Quelquefois pourtant vos deux destinées se sont rencontrées puisque vous avez chanté à la première chambre de la Cour devant le premier président, Madame Ezratty, et le ministre de la Justice Jacques Toubon. Sans doute était-ce une réponse à Madeleine Jacob dont la critique acérée était impitoyable et qui s’était demandée :

 

« Mais que fait-il au Palais ? ».

« Madame, il plaide comme il chante, et il chante comme il plaide », aurais-je aimé lui rétorquer.

 

Rien ne vous décrit mieux que la phrase de Sénèque à propos de la rhétorique :

 

« Cultiver le beau pour exprimer le vrai ».

 

Tel est, je pense, le secret de votre unité intérieure.

 

. Diplômé du centre de perfectionnement des affaires,

. Chargé de cours et de T.D. à la faculté de droit de Paris I,

. Professeur associé à la faculté de droit d’Orléans,

. Secrétaire général à la CARPA de Paris,

. Vice-président délégué de l’UNCA,

. Secrétaire général de l’ANAAFA, responsable de la formation en matière administrative, fiscale et comptable,

. Administrateur de la CNBF,

. Membre du conseil d’administration du Fonds de garantie contre le terrorisme depuis sa création en 1985, votre contribution à la réalité du droit et de sa pratique s’est toujours accompagnée d’une exigence éthique et esthétique qui fait de vous l’un des tout premiers d’entre nous.

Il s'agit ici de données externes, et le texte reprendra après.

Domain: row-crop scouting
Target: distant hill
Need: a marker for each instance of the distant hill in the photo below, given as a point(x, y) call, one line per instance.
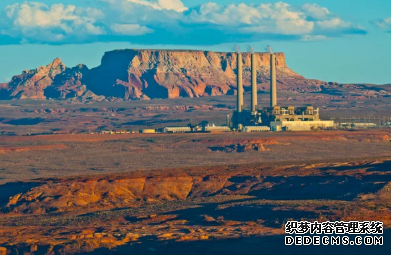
point(149, 74)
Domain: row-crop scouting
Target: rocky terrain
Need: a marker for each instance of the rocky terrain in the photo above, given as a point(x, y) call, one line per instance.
point(228, 210)
point(150, 74)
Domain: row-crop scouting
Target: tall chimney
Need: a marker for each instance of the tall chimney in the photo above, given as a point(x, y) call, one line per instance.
point(240, 89)
point(253, 107)
point(273, 80)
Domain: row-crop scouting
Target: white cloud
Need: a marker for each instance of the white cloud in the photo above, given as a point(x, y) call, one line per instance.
point(130, 29)
point(383, 24)
point(33, 20)
point(207, 23)
point(308, 38)
point(315, 11)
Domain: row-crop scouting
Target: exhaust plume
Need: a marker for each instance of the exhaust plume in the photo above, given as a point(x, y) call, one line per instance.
point(270, 50)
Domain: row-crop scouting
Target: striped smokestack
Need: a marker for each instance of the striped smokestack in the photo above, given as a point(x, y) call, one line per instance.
point(273, 80)
point(240, 89)
point(253, 107)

Depuis près de dix-sept ans, vous êtes délégué des bâtonniers successifs, à la déontologie. Vous répondez au téléphone à tous ceux qui vous interrogent ; vous rappelez à l’ordre ceux qui sont tentés de s’égarer ; vous écrivez aux justiciables ou aux avocats des lettres dont toutes portent l’empreinte de votre rigueur, de votre confraternité et de votre humanité. Ce souci constant des autres, vous me l’avez manifesté lorsque nous avons parlé de la cérémonie de ce soir.

Acceptez qu’en terminant j’évoque ce que vous m’avez dit de votre épouse Monique que je tiens à saluer. Heurtée par un camion qui la laissa pour morte, elle en réchappa. Elle anime une association bénévole, Espace 16, qui se consacre aux enfants et aux nécessiteux du quartier du dix-septième arrondissement, avec un désintéressement et une générosité qui forcent votre admiration et la nôtre.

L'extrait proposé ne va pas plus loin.